J’ai peu de chose à dire de notre séjour à Lounghi. La principale occupation de mes hommes fut de confectionner les vêtements avec lesquels ils devaient entrer à Benguéla, vêtements taillés sur un patron à peu près le même pour tous ; la mienne fut de surveiller mes tailleurs, pour les maintenir à l’ouvrage et les empêcher de dépenser l’étoffe en boisson.

Un jour, on vint m’annoncer qu’un homme blanc désirait me voir. J’avais entendu dire qu’il n’y avait pas, dans le pays, d’autre homme de race blanche que Goncalvès et Ferreira ; qui cela pouvait-il être ? Je sortis de ma case, où j’étais en train d’écrire, et me trouvai en face d’un jeune Portugais ; voici comment il était dans le village.
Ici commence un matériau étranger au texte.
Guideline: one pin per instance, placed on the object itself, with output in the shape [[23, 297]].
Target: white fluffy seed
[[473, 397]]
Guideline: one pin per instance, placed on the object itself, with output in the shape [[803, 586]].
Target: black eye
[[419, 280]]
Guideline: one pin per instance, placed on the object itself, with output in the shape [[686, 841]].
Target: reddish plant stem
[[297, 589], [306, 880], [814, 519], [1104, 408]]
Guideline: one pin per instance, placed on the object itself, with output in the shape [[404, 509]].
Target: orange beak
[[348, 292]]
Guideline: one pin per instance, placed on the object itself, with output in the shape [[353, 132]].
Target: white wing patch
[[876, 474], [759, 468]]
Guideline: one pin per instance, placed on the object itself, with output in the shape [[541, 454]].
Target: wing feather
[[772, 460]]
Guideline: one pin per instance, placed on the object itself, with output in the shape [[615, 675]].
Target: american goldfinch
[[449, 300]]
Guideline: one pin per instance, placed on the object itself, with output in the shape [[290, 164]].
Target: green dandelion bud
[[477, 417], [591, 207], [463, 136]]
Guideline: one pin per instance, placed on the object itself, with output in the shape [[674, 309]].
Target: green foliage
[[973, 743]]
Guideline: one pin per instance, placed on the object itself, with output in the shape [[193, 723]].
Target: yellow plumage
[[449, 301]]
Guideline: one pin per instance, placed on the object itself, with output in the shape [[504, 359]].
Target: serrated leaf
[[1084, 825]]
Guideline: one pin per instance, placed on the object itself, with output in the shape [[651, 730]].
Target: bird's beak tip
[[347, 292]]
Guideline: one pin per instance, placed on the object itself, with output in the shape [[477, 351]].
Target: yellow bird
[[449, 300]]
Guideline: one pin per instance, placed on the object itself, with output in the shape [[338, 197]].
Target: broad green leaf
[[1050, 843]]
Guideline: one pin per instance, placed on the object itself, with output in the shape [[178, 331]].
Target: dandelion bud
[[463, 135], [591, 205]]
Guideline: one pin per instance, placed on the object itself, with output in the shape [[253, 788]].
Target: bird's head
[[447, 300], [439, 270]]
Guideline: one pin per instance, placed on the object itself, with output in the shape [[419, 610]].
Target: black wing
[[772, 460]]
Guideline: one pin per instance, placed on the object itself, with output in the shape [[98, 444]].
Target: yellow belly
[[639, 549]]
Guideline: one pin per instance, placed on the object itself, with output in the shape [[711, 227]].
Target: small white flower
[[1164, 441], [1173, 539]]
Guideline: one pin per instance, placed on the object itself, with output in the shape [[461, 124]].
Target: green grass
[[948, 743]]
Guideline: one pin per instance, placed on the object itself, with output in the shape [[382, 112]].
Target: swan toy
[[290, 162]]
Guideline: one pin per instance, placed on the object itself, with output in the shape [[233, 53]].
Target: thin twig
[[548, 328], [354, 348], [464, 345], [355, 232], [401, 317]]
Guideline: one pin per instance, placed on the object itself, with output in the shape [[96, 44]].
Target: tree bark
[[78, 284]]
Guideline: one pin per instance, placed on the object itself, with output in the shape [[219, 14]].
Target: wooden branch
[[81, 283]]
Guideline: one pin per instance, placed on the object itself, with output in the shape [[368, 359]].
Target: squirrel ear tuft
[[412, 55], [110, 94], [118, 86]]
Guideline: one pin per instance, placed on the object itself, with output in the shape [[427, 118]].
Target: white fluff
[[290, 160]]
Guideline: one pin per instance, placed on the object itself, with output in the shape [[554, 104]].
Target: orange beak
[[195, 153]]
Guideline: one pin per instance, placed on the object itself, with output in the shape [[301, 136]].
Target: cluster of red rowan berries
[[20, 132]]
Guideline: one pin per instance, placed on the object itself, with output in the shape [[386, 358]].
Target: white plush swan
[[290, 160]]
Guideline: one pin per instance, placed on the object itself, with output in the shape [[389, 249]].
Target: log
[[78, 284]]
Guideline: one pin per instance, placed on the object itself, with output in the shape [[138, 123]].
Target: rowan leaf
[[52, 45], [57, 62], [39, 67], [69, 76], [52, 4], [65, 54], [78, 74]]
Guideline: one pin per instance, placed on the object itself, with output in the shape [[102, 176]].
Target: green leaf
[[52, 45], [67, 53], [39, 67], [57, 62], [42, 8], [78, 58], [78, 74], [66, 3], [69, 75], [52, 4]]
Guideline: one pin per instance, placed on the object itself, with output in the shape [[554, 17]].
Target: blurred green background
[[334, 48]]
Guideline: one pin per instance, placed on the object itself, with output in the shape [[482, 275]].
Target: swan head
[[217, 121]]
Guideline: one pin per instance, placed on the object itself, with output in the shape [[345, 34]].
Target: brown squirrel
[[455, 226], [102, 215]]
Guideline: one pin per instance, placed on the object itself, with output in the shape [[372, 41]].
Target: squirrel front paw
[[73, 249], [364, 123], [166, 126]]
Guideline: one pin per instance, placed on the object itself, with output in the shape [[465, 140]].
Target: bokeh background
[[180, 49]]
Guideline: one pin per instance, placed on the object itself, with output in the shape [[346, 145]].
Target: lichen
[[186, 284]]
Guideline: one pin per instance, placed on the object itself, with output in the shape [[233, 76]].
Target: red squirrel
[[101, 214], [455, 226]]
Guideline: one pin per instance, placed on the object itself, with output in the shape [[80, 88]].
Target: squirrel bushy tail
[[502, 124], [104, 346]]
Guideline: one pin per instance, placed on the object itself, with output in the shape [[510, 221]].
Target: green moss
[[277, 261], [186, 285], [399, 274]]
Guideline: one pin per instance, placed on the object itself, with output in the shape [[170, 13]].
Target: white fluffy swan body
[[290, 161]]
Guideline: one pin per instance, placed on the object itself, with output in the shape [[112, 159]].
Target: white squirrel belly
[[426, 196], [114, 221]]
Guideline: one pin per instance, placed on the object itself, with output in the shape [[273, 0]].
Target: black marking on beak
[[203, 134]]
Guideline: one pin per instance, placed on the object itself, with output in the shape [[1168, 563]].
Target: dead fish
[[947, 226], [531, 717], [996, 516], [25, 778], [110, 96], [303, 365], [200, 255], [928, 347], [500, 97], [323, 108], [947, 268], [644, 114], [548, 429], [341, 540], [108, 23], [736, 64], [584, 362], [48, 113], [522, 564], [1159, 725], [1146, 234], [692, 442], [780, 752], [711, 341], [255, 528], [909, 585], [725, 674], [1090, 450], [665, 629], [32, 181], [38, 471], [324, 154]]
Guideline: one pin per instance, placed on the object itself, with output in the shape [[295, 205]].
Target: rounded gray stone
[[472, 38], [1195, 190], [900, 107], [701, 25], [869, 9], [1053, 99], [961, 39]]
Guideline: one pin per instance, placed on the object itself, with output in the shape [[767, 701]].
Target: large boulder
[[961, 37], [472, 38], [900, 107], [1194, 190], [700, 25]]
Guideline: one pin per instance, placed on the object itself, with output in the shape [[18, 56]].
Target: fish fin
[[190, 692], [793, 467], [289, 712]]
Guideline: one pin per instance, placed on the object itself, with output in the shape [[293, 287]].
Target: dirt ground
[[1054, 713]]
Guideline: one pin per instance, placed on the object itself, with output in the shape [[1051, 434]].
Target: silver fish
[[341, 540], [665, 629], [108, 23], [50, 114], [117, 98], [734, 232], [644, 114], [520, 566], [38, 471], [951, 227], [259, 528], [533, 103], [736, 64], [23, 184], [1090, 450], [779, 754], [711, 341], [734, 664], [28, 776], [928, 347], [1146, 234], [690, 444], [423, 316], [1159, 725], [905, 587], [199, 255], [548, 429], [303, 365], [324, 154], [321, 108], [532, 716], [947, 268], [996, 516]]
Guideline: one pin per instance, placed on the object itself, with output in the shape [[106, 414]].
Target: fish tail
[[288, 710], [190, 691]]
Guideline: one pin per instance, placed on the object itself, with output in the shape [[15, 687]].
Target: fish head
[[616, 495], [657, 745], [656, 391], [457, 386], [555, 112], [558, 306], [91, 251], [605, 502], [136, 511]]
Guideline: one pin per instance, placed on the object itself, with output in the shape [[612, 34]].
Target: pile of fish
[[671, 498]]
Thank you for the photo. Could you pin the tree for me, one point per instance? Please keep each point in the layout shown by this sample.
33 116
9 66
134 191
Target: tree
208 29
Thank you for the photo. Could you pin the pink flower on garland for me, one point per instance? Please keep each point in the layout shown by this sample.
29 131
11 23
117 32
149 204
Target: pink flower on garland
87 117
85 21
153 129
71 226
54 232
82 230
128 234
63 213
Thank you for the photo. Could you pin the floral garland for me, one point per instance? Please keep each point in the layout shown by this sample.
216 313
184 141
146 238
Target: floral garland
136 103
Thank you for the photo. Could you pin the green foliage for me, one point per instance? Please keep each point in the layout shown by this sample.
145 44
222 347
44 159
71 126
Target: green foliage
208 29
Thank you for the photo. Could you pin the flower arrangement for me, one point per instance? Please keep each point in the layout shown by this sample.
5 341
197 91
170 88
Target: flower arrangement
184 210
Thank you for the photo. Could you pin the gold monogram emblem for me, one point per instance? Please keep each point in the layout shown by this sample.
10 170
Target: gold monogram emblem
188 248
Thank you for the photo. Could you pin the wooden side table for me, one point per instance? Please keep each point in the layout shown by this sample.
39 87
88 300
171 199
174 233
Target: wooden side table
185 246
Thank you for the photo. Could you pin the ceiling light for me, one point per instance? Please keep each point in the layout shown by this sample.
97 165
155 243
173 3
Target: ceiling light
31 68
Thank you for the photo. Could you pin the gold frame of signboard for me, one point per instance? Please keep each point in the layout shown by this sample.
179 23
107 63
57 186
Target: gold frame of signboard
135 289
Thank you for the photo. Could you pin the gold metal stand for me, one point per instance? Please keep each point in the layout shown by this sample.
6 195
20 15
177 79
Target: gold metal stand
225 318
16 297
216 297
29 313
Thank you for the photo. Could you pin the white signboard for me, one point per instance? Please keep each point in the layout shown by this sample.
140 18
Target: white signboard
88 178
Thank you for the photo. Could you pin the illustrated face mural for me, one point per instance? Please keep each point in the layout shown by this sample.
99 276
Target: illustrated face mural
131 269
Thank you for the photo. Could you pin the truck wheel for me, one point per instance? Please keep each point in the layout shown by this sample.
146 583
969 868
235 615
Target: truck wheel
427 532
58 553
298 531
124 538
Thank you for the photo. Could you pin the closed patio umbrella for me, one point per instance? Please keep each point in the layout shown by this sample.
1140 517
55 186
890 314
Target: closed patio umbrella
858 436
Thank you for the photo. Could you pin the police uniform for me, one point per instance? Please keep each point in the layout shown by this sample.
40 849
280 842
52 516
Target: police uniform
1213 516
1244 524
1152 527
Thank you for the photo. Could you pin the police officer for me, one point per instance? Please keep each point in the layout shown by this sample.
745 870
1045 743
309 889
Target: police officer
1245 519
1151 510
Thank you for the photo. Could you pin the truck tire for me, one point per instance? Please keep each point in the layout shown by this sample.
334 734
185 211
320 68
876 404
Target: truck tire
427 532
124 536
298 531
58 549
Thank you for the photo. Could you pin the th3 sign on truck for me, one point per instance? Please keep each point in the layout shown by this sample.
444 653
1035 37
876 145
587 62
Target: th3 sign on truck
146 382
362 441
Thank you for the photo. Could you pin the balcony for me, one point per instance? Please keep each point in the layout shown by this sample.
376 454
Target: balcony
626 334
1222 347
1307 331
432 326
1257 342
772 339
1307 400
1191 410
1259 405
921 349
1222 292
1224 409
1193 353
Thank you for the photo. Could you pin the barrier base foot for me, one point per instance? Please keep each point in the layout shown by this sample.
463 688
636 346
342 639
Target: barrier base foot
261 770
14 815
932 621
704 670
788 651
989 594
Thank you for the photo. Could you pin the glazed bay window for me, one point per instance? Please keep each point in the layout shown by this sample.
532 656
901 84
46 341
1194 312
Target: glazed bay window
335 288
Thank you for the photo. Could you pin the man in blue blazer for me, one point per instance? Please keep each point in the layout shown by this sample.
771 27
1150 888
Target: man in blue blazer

Ayant obtenu des marchandises à crédit, il avait quitté Benguéla avec deux associés pour se rendre dans l’intérieur. Arrivés à Lounghi, ses compagnons, s’étant pris de querelle, en étaient venus aux coups ; l’un d’eux avait tué l’autre, puis était parti avec la cargaison, laissant mon visiteur dans un dénuement absolu.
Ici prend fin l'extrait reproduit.